Following hot on the heels of the latest Square Enix JRPG blockbuster is Resonance of Fate, from developer tri-Ace, the talent behind Valkyrie Profile and Star Ocean. While the game’s release date was perhaps a little ill timed, we were interested to see whether Resonance of Fate could make its mark in the burgeoning next-gen JRPG market.
The game’s setting is a gloomy place; having turned Earth into a poisoned, uninhabitable hellhole, humankind’s last refuge is a towering machine-habitat known as Basel. As you’d expect, the wealthy and influential reside in Basel’s upper levels, while those further down the pecking order inhabit the lower levels. All is well… until Basel falls into disrepair, and a trio of young mercenaries (the game’s protagonists), undertake a quest or three that sees them embroiled in deeper matters. Many areas of the world map are initially inaccessible, but these are unlocked as you progress, advancing the plot - superficial though it is, and making further quests available.
With all games – and especially RPGs, it is expected there will be a learning curve to conquer; that initial, awkward period where you familiarise yourself with the controls and game mechanics. Often it is a gentle uphill trek of 15-30 minutes’ duration, but in this instance the learning curve is steep, slippery and paved with jagged rocks. We’re no RPG noobs, but we were only just coming to grips with the basics after an hour, and a gruelling, painful process it had been. This factor alone will prove a major deterrent to players wanting to just dive straight in.
A progressive onboard tutorial introduces each aspect of combat, and while the instructions are often vague and frustrating, working your way through the tutorial is essential if you want to get the most out of the game. The complex, tactics-heavy battle system is the main point of difference between Resonance of Fate and other JRPGs. A single error in judgment can see your party whipped very quickly; however you are able to restart any encounter in which you were defeated, and it doesn’t take long to reap the benefits of exploiting an enemy’s weaknesses.
Combat is essentially turn-based, but by chaining together multiple attacks – particularly the party’s three-character Tri-Attack, the momentum and excitement of true real-time combat is achieved. Prime examples are the special Hero Moves, in which the characters can send enemies airborne, perform Smackdowns, and rain devastation on them from above whilst executing a series of acrobatic feats – all shown to best effect in dramatic slow-mo. The freedom to move where you like around the combat arena is a definite selling point, and strangely enough, so is the limited selection of weaponry. In Resonance of Fate it’s all about guns, and in this case, less is more.
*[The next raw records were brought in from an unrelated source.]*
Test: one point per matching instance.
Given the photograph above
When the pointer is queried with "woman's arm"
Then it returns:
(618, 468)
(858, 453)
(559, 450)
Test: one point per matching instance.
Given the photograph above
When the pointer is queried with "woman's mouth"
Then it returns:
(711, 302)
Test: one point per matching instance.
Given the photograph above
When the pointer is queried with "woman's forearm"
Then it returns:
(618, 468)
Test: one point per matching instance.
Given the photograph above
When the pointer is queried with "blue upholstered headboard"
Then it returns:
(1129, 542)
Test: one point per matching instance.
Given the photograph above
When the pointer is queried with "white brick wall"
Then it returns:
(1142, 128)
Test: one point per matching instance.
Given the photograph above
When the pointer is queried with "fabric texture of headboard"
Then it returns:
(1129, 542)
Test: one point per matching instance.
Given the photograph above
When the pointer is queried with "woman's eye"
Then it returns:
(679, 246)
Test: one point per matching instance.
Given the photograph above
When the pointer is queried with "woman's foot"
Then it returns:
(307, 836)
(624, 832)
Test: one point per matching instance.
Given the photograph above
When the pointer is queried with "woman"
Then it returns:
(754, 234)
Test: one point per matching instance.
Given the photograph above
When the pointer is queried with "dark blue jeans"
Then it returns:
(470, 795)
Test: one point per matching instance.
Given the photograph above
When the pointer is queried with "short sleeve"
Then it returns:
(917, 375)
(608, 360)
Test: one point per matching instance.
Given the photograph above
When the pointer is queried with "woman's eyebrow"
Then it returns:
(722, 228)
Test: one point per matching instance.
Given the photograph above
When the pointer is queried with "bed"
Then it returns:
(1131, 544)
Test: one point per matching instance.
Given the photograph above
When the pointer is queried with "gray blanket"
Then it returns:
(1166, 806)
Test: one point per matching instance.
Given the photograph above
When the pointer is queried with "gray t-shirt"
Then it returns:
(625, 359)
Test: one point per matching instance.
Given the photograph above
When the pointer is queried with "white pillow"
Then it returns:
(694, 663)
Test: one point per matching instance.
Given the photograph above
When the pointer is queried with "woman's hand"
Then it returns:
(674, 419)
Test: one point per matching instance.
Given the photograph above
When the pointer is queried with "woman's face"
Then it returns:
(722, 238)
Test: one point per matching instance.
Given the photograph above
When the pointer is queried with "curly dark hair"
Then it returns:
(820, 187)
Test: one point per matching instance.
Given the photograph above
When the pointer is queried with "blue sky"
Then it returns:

Characters can use specialised rounds such as incendiaries, and upgrade their weapons as they progress through the game.
Visually there is extensive use of grungy, muted colours and cluttered backgrounds, which lends a dilapidated, industrial feel to the game and is in line with the game’s steam punk theme. The world map is uninspiring to look at; however everything else is of a pretty good standard. Cinematics and some of the characters’ gravity-defying combat moves are particularly stylish in execution. Resonance of Fate ships with a soundtrack CD, containing a selection of orchestral and rock compositions – great listening and a nice wee bonus for the fans. Voice talent is of a good standard, with actors delivering their lines as well as the cheesy dialogue allows.
We can recommend Resonance of Fate as a worthwhile purchase for hardcore JRPG fans in search of something a little different. Casual gamers, on the other hand, may well find the intricacies of its battle system too frustrating to persevere with… this limited appeal is why the game has only earned a 7/10 with us. However, if you are prepared to invest the time and effort required in getting acquainted, Resonance of Fate should keep you engaged for a few dozen hours.